KEITH Hill has opened up on the frustrations of working under a transfer embargo at Wanderers.

The newly installed boss is working with a squad limited to 23 professional contracts, of which it is understood there are just two places remaining.

Full-back Adam Chicksen was signed on the eve of Saturday’s game at Rotherham United to cover for Joe Bunney, who was injured in a car accident and could be out of action until Christmas.

The EFL is reluctant to confirm the existence or the parameters of the embargo – but we have learned the so-called special measures, which include restrictions on salaries, could remain in place for two years after administration.

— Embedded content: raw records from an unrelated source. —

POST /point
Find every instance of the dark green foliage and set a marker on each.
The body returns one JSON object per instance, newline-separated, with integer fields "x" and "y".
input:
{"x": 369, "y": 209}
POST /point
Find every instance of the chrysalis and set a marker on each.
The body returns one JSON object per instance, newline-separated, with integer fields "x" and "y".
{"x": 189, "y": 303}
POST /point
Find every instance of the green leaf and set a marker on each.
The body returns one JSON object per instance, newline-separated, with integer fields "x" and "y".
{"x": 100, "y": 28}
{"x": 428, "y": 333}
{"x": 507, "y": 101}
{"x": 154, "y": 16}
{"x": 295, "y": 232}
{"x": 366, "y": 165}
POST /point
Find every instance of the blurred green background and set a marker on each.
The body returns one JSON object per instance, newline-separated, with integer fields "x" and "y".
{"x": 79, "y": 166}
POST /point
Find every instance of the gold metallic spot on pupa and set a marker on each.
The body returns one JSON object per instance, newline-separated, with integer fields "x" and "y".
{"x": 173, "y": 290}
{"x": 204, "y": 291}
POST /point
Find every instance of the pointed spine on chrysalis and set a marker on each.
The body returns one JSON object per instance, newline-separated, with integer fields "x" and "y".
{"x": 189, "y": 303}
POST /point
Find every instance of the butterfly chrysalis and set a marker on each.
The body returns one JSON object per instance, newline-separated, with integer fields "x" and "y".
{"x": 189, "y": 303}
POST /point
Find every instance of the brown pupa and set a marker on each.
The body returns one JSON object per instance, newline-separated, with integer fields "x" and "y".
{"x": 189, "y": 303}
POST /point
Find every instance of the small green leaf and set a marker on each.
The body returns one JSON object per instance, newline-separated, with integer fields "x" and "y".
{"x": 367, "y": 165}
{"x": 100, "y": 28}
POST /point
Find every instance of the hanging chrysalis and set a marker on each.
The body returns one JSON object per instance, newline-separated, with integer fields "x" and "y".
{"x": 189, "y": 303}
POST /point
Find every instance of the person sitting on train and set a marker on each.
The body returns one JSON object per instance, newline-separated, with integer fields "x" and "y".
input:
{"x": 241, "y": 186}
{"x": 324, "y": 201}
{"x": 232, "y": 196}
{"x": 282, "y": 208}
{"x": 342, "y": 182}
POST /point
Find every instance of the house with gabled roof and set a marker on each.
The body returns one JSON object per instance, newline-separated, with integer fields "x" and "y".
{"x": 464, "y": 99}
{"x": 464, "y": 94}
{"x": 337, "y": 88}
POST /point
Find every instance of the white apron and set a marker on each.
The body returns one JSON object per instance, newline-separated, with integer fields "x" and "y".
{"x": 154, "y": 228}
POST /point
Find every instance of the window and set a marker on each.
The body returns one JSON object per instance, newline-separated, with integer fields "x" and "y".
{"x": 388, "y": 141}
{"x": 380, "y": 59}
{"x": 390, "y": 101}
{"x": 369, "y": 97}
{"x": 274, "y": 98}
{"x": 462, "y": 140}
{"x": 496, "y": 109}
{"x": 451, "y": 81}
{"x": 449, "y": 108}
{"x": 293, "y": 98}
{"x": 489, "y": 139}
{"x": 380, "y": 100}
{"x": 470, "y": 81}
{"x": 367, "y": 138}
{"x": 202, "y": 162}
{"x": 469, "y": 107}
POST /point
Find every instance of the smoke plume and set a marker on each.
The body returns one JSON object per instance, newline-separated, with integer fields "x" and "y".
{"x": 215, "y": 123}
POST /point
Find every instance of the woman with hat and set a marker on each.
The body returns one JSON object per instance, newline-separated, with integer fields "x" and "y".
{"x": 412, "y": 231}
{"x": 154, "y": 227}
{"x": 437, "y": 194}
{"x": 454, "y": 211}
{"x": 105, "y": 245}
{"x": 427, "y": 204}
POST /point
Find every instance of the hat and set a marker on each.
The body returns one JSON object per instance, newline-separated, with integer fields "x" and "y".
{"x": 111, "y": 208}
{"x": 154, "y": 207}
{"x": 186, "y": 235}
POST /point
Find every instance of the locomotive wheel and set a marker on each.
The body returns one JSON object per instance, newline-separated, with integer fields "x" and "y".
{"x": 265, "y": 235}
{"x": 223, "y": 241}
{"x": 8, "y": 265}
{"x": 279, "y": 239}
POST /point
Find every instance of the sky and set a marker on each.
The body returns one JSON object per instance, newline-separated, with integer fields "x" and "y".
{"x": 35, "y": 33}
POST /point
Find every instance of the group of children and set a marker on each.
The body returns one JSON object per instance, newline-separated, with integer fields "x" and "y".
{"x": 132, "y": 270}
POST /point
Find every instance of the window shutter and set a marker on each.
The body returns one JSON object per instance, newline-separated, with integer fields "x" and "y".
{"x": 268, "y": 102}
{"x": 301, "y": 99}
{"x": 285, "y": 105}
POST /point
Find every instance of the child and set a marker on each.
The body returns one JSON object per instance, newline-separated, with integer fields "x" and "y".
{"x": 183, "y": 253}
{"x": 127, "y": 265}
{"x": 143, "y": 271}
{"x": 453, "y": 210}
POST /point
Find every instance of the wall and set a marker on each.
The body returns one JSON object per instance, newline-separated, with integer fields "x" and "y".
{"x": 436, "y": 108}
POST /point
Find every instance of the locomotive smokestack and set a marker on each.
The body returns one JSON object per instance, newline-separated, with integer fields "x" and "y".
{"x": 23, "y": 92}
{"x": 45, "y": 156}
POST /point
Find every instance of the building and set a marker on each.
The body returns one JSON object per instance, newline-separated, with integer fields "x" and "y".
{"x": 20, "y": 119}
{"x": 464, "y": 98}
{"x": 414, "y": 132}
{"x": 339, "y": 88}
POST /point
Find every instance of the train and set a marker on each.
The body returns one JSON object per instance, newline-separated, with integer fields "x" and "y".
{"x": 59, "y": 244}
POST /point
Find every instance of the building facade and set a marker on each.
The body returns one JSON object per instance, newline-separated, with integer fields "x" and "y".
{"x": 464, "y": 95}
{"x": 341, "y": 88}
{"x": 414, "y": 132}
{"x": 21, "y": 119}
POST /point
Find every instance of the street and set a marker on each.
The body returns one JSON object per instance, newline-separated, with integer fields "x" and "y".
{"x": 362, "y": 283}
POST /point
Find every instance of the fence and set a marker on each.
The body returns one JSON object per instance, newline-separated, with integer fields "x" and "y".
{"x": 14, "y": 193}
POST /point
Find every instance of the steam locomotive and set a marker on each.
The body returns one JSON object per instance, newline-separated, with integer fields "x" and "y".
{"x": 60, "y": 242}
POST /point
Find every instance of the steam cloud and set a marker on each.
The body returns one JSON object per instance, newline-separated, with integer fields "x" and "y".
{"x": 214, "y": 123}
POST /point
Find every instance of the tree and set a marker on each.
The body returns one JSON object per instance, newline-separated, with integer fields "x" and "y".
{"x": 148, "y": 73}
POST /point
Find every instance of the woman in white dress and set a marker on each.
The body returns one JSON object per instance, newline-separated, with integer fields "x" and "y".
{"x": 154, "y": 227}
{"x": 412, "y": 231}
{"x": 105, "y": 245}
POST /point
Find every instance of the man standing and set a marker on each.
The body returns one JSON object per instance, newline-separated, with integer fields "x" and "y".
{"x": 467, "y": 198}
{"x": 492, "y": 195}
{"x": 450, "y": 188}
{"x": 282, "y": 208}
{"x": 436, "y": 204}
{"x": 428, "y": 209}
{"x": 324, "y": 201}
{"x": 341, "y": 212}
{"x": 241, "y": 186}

“It’s a difficult one for the EFL,” Hill told The Bolton News. “The new owners have taken over and the club is in unbelievable financial hands now, in a great place run by great people.

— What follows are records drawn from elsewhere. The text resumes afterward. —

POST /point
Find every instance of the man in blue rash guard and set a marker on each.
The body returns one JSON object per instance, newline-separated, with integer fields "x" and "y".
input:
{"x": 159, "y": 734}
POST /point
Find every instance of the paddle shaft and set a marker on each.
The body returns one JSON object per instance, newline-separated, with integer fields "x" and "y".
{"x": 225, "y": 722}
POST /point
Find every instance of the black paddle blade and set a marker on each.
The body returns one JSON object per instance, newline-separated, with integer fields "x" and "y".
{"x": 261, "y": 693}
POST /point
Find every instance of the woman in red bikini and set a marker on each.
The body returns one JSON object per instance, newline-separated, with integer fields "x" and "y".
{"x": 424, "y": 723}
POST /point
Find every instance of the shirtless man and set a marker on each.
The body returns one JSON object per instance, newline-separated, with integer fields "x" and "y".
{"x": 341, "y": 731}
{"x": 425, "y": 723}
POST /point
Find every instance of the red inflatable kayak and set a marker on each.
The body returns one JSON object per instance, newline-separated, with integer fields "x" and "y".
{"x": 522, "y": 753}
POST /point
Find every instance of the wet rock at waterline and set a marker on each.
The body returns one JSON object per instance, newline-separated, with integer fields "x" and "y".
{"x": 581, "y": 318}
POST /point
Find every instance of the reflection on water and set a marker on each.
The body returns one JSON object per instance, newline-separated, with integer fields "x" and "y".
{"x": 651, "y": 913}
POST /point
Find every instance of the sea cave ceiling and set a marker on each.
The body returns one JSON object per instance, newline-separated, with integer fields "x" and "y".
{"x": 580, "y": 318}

“But we’re almost a football club that has come out of prison but still has a tag on. And it is restricting us.”

Wanderers are likely to be without a senior striker in tonight’s game against Oxford United after new signings Chris O’Grady and Daryl Murphy picked up injuries at the tail end of last week.

Previous Bolton boss Phil Parkinson operated for two years under an embargo. Restrictions were partially removed in September 2017 but the club remained under special supervision until August 2018.

That looks set to continue – and Hill accepts there is a need for the league to keep a close eye on what is happening at the UniBol, despite the arrival of new, more stable, ownership.

“Me being honest, instead of being a manager of Bolton Wanderers, an opposing club or a Bolton supporter, I think it is fair,” he said. “I can understand the EFL’s concerns. We all knew what we were getting into.

“We know we are limited now on the recruitment. Everything we have done has had a restriction on it imposed by EFL regulations. We know it, and it doesn’t matter what the new consortium could potentially offer us, we’re governed by the EFL, without getting into the political garb.

“The seriousness of what is developing, Financial Fair Play in football, means this has to be scrutinised and I can understand the cautious approach to Bolton Wanderers. But they have helped us tremendously and we are stable now. We have to grow within our means, and that’s our intention.

“We’re happy to be governed but we have to be able to do what we need to do within those restrictions. It’s never easy but I can’t remember a stage in my life where it’s easy.

“When you work hard to achieve something it’s so much better. It’s an amazing feeling.”